Una mostra-laboratorio contro l’inquinamento marino 

“Siamo condannati a vivere con tutti gli scarti plastici che abbiamo prodotto e riversato nell’ambiente fino a ieri, e andrà sempre peggio in futuro, se i nostri comportamenti continueranno a non cambiare. Per arrivare al cambiamento è necessario però prendere consapevolezza degli effetti disastrosi che abbiamo contribuito a produrre. Ed è compito delle istituzioni favorire in questo senso una cittadinanza attiva, facendo in modo che le informazioni di cui siamo in possesso, investano e condizionino le nostre scelte”. Così ha affermato il presidente del Consiglio regionale, Mauro Laus, durante la presentazione della mostra Ocean Plastics Lab, evento che si terrà in piazza Solferino dal 27 settembre al 7 ottobre incentrato sul tema dell’inquinamento della plastica nei mari e negli oceani. La mostra è promossa dal Ministero federale dell’educazione e della ricerca della Germania, in collaborazione con il Consorzio tedesco per la ricerca marina (Konsortium Deutsche Meeresforschung, KDM) e con il supporto della Commissione europea con l’obiettivo non solo di sensibilizzare la popolazione sugli effetti dell’inquinamento provocato dalla plastica dispersa nei mari ma anche con la volontà di creare un dialogo tra scienza e società.

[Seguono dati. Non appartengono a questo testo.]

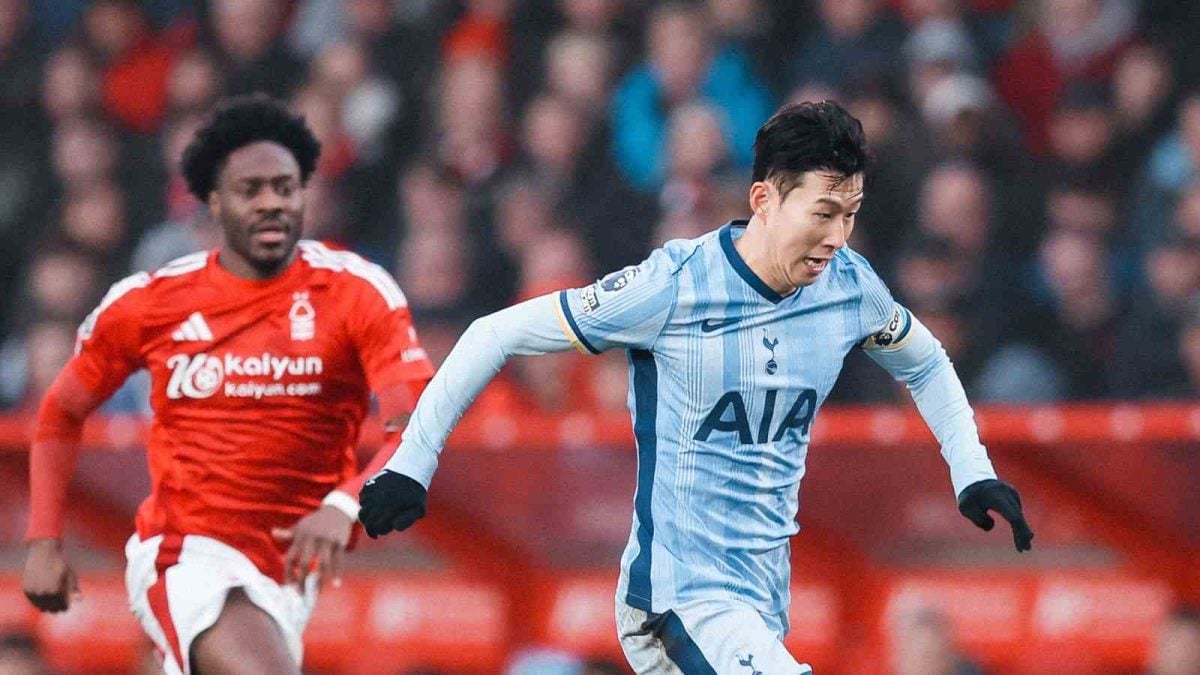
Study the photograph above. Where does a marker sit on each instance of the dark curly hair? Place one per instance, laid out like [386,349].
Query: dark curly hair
[803,137]
[238,123]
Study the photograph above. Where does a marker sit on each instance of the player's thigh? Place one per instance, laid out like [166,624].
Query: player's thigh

L’evento è itinerante: Torino è la prima tappa, a seguire, tra le varie città: Parigi, Bruxelles, Washington e Berlino. Julia Schnetzer, coordinatrice scientifica del consorzio ha spiegato che l’esposizione, caratterizzata da un forte grado di interattività, avverrà all’interno di quattro container normalmente utilizzati per il trasporto marittimo, ciascuno dei quali ospiterà la riflessione intorno a una tematica differente. Nel primo saranno presenti installazioni che consentiranno di vivere un’esperienza immersiva nei rifiuti, nel secondo i visitatori potranno vestire i panni degli scienziati conducendo analisi su campioni e provette, scoprendo che cosa fa la ricerca in questo campo. Nel terzo container emergeranno gli effetti dannosi della plastica sulla flora e la fauna marina, mentre nel quarto saranno rappresentate le possibili soluzioni proposte a vari livelli, con la partecipazione anche del progetto italiano di Legambiente. Alla presentazione della mostra era presente anche il vicepresidente del Consiglio regionale Nino Boeti.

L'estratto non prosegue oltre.